Se as razões para o estado actual da economia são múltiplas e intrincadas, não encontrando neste texto espaço para uma análise aprofundada, as suas consequências são já visíveis por todo o lado e particularmente apreensíveis na esfera da construção e das áreas de comércio associadas; não podendo, portanto, ficar fora de uma reflexão rigorosa sobre as condições que determinam a nossa prática.
Por um lado, a escassez de matérias primas e a inflação dos preços colocou a nu anos de desinvestimento, desmantelamento e deslocalização do aparelho produtivo nacional para outras partes do mundo, sujeitando a indústria nacional a uma importante dependência da importação e, portanto, não só do funcionamento dessas outras economias, como da sua capacidade logística: sujeita a acordos e desacordos, sanções e embargos e, sobretudo, aos custos do combustível necessário para transportar todas essas mercadorias. Ao mesmo tempo, tornou-se claro que uma catástrofe ‘natural’, um navio encalhado no Suez ou uma quebra na exportação dos países que extraem e transformam essas matérias-primas, são capazes de pôr em causa, uma vez combinadas, até o inventário de uma máquina afinada e aparentemente infalível como a IKEA.
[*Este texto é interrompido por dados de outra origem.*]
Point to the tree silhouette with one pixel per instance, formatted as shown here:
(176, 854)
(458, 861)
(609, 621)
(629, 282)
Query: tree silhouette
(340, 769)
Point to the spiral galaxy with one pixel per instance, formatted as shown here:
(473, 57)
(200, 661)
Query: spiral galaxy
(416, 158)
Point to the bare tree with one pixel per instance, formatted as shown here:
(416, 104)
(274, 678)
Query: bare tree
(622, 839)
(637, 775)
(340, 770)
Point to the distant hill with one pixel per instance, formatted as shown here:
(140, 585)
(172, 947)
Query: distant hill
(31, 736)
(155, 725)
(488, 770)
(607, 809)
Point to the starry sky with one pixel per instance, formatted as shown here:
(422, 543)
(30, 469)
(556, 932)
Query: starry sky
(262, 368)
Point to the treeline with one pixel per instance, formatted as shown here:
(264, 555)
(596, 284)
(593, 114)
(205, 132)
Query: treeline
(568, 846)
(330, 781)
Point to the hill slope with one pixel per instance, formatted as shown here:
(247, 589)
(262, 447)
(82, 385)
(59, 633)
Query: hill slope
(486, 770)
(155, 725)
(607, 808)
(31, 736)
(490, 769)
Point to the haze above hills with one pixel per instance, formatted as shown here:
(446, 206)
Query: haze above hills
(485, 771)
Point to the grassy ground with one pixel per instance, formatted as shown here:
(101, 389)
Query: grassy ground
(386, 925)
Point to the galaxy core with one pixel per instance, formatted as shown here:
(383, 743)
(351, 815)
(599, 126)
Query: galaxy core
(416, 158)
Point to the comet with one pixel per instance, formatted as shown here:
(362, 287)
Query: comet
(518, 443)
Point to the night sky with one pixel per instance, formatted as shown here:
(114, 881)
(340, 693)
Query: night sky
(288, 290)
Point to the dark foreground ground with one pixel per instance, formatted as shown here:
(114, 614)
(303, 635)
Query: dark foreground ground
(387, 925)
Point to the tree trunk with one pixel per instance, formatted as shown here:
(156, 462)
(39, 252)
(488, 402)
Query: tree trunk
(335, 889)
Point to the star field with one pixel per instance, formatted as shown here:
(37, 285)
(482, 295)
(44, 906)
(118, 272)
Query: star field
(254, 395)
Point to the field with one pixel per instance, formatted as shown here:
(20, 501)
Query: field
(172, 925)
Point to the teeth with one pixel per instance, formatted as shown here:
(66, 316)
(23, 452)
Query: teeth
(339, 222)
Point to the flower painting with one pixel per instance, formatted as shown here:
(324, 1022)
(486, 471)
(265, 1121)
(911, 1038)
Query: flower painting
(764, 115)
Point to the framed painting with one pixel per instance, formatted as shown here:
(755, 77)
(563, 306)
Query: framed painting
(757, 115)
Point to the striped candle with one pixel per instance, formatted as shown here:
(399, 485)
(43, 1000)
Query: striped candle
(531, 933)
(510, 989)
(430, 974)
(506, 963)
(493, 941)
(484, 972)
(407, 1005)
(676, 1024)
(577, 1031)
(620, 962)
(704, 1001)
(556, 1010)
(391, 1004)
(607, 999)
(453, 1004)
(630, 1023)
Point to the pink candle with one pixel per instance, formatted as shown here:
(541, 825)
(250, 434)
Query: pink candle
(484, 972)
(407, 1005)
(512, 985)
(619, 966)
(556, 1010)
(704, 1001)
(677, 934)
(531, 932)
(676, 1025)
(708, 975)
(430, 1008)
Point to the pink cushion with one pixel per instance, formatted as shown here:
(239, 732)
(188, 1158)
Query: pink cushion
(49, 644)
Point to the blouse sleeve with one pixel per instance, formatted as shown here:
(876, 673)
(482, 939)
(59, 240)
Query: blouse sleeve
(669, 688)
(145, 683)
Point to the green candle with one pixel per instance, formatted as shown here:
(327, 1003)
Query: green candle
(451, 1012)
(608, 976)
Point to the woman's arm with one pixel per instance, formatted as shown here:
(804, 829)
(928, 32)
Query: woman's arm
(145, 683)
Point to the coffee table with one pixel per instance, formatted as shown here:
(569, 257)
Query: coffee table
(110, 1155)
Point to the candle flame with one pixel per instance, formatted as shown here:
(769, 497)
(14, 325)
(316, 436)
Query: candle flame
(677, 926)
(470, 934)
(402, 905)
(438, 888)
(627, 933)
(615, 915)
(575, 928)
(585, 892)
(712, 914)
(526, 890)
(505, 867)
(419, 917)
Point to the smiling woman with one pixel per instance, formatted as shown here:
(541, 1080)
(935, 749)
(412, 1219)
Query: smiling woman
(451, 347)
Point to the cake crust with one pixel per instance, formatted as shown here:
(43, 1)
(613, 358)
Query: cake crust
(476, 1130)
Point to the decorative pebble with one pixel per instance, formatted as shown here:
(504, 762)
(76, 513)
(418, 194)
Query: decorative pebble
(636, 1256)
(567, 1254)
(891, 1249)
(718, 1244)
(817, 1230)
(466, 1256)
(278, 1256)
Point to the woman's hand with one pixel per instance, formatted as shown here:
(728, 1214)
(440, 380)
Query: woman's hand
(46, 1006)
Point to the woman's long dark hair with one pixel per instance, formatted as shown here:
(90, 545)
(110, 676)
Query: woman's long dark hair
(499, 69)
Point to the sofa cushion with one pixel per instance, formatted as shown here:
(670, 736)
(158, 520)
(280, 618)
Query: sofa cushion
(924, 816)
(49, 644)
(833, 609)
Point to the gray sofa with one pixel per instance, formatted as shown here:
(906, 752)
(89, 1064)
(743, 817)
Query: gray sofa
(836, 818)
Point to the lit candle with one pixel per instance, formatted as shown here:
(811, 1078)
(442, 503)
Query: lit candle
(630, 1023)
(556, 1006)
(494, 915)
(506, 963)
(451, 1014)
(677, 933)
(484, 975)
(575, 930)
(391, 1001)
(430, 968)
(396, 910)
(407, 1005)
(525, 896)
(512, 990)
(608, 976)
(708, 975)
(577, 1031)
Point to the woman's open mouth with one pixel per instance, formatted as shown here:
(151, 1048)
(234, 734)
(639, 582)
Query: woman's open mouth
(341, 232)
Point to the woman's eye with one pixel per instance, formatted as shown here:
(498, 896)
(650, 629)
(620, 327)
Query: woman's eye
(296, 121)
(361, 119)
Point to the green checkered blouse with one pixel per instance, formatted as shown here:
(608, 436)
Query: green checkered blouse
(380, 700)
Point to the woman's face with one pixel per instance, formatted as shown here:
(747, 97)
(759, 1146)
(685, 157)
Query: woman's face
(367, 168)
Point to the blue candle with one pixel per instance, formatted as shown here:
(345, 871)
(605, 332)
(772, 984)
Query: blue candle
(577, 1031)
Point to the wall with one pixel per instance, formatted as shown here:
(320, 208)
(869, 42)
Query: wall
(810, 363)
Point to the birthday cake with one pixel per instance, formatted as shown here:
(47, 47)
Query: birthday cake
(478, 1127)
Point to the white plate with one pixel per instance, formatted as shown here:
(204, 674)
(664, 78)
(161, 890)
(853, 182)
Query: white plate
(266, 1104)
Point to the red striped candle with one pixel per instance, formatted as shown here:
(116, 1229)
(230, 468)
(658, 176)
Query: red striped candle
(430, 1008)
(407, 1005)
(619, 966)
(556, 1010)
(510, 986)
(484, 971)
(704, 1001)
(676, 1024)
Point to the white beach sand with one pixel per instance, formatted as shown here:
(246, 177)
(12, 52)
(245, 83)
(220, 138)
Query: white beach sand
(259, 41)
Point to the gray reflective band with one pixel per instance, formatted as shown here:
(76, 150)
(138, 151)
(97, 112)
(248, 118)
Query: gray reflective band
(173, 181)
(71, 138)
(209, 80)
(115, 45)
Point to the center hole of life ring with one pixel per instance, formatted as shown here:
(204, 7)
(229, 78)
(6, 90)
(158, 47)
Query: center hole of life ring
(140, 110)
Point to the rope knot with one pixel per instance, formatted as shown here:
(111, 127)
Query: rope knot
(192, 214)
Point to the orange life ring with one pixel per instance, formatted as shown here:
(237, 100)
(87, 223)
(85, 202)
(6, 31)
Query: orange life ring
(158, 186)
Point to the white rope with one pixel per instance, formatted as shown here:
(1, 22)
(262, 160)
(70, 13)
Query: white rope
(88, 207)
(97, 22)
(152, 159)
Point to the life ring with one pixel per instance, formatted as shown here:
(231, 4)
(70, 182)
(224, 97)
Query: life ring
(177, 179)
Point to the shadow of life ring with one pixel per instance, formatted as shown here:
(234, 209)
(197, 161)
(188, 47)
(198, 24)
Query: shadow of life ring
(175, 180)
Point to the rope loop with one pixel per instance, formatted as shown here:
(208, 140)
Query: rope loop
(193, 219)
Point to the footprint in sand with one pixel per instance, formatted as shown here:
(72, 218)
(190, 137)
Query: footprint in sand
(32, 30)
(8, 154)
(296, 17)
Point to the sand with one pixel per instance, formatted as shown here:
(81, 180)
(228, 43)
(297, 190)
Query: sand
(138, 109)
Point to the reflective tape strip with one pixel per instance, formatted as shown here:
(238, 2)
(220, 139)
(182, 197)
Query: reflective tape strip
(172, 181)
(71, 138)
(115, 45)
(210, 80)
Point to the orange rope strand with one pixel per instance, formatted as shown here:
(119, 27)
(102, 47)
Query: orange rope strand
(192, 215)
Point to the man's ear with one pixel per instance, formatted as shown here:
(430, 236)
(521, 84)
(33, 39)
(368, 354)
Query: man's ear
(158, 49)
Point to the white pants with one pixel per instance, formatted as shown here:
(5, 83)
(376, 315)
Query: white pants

Por outro lado, e em paralelo com esse desmantelamento, a escassez de mão-de-obra operária, significativa na indústria da construção, veio demonstrar as consequências inevitáveis de décadas de desvalorização do trabalho e de emigração forçada: provocada pela precariedade dos vínculos e das condições laborais, pelos baixos salários ou pela desvalorização simbólica de certas profissões em detrimento de outras, fruto de um mundo em que a divisão entre trabalho intelectual e manual é tão vincada. Por tudo isto, e porque o projecto passou para a obra, onde com o pedreiro ou com o carpinteiro as discussões balançam entre o detalhe e a geopolítica para que seja possível construir um espaço digno, a questão que se coloca passa a ser a seguinte: onde fica a arquitectura – como prática e como disciplina – no meio de tudo isto?